A Pellegrina c’era una situazione un po’ particolare in quanto i nostri erano praticamente alle dipendenze della padrona della terra e della casa, un’anziana signorina, ex contessa, che aveva lo spirito di donna Prassede di manzoniana memoria. La vita non fu facile per nessuno, tanto che i Comboniani, ad un certo punto, lasciarono tutto ed emigrarono.

P. Dante fu il sostegno di tanti Fratelli che, in quell’ambiente, si sentivano un po’ frustrati. Contemporaneamente si dedicava all’animazione missionaria nella zona.

Dopo due anni andò a Pordenone, dove i Fratelli avevano scuole e laboratori fatti e diretti con criteri moderni ed efficienti. Vi rimase dal 1959 al 1963 dedicandosi ad un’intensa animazione missionaria nelle parrocchie. In comunità fu elemento di coesione e di buona armonia. In questo periodo ricoprì pure l’incarico di vice provinciale della provincia italiana.

Direttore della tipografia Nigrizia

Il 19 agosto 1962 il Padre ricevette una comunicazione da p. Peano nei seguenti termini: “Le mando la sua nuova assegnazione alla Curia Generalizia. Mi pare, però, che il Rev.mo p. Generale voglia darle un altro ufficio: la direzione della tipografia Nigrizia a Verona. P. Uberti non sta tanto bene e da lunghi anni vi lavora: un cambiamento si rende presto necessario.

Prendo l’occasione per ringraziarla del bel lavoro che ha fatto in questi tre anni a Pordenone sia nella scuola che nella predicazione.

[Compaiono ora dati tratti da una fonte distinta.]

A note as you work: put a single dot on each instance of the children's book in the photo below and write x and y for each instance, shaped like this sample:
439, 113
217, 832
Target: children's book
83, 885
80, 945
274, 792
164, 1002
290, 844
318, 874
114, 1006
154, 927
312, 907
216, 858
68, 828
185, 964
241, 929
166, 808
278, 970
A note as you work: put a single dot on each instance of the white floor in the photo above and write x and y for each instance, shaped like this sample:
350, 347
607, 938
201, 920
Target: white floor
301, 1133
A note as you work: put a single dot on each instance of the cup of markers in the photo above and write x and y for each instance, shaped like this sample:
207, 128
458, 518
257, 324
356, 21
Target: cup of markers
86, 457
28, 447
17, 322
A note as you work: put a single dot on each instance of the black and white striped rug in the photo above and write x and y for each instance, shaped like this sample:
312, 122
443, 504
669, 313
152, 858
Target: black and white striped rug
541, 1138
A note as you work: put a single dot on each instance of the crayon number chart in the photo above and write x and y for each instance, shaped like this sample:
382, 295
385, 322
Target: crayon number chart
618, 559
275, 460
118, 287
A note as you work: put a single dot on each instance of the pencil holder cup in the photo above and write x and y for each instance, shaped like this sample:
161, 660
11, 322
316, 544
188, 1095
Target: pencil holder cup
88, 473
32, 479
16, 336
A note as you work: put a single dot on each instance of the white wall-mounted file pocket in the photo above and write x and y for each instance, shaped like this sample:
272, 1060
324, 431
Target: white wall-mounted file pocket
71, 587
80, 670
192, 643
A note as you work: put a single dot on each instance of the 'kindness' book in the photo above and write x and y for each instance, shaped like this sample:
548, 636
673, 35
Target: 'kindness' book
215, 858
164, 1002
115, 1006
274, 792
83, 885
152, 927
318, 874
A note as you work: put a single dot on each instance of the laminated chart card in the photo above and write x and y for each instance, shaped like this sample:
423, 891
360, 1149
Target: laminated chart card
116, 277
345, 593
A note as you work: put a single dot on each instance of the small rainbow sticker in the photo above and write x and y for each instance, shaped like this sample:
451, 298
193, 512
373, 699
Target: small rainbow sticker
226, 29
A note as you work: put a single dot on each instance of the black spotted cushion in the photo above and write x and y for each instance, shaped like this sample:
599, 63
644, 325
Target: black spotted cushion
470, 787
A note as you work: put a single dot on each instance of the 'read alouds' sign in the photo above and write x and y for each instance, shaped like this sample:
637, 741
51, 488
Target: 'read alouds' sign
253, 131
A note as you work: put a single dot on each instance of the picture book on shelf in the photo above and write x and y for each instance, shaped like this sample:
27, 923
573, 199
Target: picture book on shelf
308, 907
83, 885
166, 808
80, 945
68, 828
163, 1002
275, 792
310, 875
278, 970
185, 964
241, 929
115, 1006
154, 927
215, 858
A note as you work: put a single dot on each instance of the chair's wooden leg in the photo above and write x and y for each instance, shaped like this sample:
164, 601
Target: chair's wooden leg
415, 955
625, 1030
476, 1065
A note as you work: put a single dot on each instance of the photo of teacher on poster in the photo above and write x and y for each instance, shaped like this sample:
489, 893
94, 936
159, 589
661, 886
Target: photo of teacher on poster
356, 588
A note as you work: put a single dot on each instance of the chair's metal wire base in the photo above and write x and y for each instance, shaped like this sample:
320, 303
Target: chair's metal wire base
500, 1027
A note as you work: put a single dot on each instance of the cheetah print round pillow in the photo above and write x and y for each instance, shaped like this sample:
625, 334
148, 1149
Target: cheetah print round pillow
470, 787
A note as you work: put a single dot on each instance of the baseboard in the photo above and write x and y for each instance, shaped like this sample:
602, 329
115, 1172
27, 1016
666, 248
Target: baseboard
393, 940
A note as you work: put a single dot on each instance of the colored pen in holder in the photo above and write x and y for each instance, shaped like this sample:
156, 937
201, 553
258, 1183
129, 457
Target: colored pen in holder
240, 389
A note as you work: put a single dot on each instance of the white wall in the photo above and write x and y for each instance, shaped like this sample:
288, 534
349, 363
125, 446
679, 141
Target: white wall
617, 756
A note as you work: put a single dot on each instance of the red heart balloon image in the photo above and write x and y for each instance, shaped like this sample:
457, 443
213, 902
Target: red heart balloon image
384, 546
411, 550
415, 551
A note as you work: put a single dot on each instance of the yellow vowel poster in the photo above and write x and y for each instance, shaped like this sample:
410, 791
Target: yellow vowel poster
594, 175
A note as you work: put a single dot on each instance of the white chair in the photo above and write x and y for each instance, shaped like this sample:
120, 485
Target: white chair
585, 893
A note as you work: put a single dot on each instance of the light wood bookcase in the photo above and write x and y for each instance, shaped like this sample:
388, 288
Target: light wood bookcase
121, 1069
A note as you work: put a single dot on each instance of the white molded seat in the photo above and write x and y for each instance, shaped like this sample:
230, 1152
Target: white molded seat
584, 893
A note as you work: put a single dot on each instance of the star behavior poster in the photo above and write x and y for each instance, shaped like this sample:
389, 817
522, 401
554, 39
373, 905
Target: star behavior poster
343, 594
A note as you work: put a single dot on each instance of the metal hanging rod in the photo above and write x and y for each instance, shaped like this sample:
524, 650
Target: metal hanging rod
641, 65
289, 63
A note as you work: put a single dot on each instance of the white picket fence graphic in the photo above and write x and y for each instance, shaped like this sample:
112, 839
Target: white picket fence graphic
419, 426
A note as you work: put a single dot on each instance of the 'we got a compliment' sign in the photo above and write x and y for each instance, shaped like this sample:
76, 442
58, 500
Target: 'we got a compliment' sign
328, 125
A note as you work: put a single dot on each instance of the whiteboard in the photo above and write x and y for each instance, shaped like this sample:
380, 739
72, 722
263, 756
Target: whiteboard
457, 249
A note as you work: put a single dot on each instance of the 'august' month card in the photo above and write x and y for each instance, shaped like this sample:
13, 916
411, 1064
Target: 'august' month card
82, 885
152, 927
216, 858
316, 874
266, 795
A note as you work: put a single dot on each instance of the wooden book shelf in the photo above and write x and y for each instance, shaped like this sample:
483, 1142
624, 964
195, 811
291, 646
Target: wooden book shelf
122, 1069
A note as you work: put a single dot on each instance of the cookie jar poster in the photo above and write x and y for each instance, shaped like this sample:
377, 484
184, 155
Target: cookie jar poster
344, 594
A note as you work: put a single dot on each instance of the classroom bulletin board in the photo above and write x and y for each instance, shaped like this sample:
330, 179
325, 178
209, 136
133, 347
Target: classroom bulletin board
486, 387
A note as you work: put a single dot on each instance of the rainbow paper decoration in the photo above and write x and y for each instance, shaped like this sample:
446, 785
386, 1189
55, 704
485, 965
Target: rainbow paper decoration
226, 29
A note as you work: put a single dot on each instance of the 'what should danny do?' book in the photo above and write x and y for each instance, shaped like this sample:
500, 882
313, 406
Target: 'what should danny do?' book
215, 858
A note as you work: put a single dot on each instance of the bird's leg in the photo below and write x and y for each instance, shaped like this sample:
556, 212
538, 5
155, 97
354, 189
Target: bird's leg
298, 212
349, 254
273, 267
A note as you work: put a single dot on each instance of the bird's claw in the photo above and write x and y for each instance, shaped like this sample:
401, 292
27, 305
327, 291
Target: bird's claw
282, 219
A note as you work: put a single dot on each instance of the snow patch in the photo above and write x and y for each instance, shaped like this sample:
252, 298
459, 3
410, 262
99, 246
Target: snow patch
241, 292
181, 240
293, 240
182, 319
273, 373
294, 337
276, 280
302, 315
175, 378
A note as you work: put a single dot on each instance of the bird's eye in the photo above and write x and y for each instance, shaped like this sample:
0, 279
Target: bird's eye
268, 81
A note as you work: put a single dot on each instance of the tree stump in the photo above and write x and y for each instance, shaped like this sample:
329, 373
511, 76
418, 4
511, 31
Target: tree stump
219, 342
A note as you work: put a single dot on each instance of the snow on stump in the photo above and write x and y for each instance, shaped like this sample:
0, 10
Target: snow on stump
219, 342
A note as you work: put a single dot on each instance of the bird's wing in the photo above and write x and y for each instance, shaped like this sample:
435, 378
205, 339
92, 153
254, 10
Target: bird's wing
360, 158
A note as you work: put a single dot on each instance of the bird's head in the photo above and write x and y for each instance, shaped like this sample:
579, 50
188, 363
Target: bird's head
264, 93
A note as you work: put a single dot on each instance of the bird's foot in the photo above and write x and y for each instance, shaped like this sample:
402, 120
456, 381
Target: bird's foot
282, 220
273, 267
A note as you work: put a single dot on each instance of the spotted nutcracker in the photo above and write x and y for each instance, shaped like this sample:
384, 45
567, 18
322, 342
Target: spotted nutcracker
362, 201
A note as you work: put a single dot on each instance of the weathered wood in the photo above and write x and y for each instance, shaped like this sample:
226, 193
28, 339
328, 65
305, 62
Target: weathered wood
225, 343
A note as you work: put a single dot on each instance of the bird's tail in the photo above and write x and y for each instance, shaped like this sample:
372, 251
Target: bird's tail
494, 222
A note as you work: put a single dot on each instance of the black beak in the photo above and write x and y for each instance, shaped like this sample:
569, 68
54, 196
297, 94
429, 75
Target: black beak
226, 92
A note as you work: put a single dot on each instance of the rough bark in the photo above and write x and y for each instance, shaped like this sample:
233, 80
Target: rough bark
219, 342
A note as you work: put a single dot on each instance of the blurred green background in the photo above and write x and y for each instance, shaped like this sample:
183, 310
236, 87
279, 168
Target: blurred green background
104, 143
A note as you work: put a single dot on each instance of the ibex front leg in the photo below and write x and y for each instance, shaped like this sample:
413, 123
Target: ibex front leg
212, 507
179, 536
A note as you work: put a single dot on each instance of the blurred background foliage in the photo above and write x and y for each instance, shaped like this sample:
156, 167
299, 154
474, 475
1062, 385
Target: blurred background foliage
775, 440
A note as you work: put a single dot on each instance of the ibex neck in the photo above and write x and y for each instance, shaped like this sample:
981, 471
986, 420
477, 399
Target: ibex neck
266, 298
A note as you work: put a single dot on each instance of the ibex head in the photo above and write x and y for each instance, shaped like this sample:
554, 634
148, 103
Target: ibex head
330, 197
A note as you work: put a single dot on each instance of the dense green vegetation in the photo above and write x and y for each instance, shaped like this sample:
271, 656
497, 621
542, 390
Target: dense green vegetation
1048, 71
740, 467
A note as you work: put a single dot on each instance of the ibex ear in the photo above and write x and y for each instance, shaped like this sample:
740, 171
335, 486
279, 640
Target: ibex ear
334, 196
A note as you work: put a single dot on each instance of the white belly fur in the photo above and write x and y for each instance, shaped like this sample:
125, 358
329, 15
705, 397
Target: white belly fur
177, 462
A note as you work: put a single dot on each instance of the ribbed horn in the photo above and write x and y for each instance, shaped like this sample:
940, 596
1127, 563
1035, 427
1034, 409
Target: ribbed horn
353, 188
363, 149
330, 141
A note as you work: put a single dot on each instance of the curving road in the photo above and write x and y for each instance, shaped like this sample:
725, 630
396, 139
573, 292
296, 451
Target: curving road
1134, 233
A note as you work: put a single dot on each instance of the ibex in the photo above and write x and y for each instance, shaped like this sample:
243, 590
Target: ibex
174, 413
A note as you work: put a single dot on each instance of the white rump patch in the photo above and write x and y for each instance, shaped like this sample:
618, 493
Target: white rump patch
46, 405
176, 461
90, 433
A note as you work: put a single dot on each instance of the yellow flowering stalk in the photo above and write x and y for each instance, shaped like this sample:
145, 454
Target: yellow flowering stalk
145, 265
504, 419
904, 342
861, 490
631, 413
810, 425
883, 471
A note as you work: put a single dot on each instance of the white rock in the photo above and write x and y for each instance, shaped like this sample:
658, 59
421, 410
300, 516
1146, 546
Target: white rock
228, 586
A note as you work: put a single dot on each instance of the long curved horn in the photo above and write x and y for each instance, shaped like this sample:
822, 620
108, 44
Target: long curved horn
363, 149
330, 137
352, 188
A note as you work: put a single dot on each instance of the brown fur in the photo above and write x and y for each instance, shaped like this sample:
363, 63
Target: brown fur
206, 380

Pordenone sentirà molto la sua mancanza”.

La tipografia Nigrizia fu “delizia e croce” per p. Greggio. Quando vi entrò, la tipografia era classificata come “scuola tipografica” privata che formava i Fratelli destinati poi ad andare in missione ad aprire analoghe attività.

C’era anche una ventina di esterni che lavoravano stabilmente. Il lavoro che si portava avanti riguardava l’Istituto e alcuni enti ecclesiastici veronesi. I macchinari erano pochi e antiquati.

P. Greggio, sostituitosi all’eroico p. Uberti, cercò di modernizzare le strutture e chiese il permesso alla sacra Congregazione di Propaganda Fide di poter assumere operai e lavorare anche per clienti esterni “al fine di potersi sostenere finanziariamente”. Tale permesso, rinnovabile ogni dieci anni, venne concesso.

In pochi anni il lavoro aumentò notevolmente, i dipendenti raggiunsero la cifra di 150 e la tipografia divenne un ente commerciale a tutti gli effetti, cessando di essere “scuola”, anche perché i Fratelli che si specializzavano nel settore erano venuti a mancare. Dopo Mondadori, la prima tipografia a Verona era la “Nigrizia”. Ma proprio la sua espansione ne determinò la fine.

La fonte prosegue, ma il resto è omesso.